Thanks for catching that, and thanks, Steve, for proposing improved 
wording aboujt tzdb's extensions to the POSIX model. Proposed patch 
attached; it uses "tz region" as being a bit shorter than "tzdb region".

-------------- next part --------------
From bac1849679e23d85055bb9dfa45bc7dbf3c0ba4e Mon Sep 17 00:00:00 2001
From: Paul Eggert <eggert at cs.ucla.edu>
Date: Wed, 14 Feb 2018 14:25:37 -0800
Subject: [PROPOSED] Clarify extensions to POSIX model

* NEWS, theory.html: Outline extensions to POSIX model.
(Thanks to Steve Summit.)  Be more careful about terminology
like "tz regions" vs "time zones".  (Thanks to Guy Harris.)
---
 NEWS        |   6 ++--
 theory.html | 110 +++++++++++++++++++++++++++++++++++-------------------------
 2 files changed, 68 insertions(+), 48 deletions(-)

diff --git a/NEWS b/NEWS
index 6ca2724..8e0b861 100644
--- a/NEWS
+++ b/NEWS
@@ -65,9 +65,11 @@ Unreleased, experimental changes
 
   Changes to documentation and commentary
 
-    theory.html now has a section "POSIX features no longer needed"
+    theory.html now outlines tzdb's extensions to POSIX's model for
+    civil time, and has a section "POSIX features no longer needed"
     that lists POSIX API components that are now vestigial.
-    (From a suggestion by Steve Summit.)

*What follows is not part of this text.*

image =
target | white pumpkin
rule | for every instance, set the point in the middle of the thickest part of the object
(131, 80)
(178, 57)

+    (From suggestions by Steve Summit.)  It also better distinguishes
+    time zones from tz regions.  (From a suggestion by Guy Harris.)
 
     Commentary is now more consistent about using the phrase "daylight
     saving time", to match the C name tm_isdst.  Daylight saving time
diff --git a/theory.html b/theory.html
index 871aaa2..7e562b6 100644
--- a/theory.html
+++ b/theory.html
@@ -11,7 +11,7 @@
     <ul>
       <li><a href="#scope">Scope of the <code><abbr>tz</abbr></code>
 	  database</a></li>
-      <li><a href="#naming">Names of time zone rules</a></li>
+      <li><a href="#naming">Names of time zone rulesets</a></li>
       <li><a href="#abbreviations">Time zone abbreviations</a></li>
       <li><a href="#accuracy">Accuracy of the <code><abbr>tz</abbr></code>
 	  database</a></li>
@@ -70,13 +70,26 @@ As of this writing, the current edition of POSIX is: <a
 href="http://pubs.opengroup.org/onlinepubs/9699919799/"> The Open
 Group Base Specifications Issue 7</a>, IEEE Std 1003.1-2008, 2016
 Edition.
+Because the database's scope encompasses real-world changes to civil
+timekeeping, its model for describing time is more complex than the
+standard and daylight saving times supported by POSIX.

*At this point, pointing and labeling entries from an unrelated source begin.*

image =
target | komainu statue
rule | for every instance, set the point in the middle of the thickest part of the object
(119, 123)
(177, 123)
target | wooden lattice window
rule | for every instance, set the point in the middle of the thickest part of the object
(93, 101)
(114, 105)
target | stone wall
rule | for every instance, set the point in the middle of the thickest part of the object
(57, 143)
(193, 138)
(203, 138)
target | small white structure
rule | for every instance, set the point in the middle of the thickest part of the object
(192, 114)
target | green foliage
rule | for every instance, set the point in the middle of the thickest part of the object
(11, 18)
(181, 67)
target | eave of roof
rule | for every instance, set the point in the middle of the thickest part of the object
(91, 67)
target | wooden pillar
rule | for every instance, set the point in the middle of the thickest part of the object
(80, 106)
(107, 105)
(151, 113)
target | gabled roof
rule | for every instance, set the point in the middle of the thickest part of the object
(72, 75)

+A <code><abbr>tz</abbr></code> region corresponds to a ruleset that can
+have more than two changes per year, these changes need not merely
+flip back and forth between two alternatives, and the rules themselves
+can change at times.
+Whether and when a <code><abbr>tz</abbr></code> region changes its
+clock, and even the region's notional base offset from UTC, are variable.

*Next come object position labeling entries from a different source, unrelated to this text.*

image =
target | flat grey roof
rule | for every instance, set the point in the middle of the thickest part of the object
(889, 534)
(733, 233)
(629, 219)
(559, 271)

+It doesn't even really make sense to talk about a region's
+"base offset", since it is not necessarily a single number.
 </p>
+
 </section>
 
 <section>
-  <h2 id="naming">Names of time zone rules</h2>
+  <h2 id="naming">Names of time zone rulesets</h2>
 <p>
-Each of the database's time zone rules has a unique name.
+Each <code><abbr>tz</abbr></code> region has a unique name that
+corresponds to a set of time zone rules.
 Inexperienced users are not expected to select these names unaided.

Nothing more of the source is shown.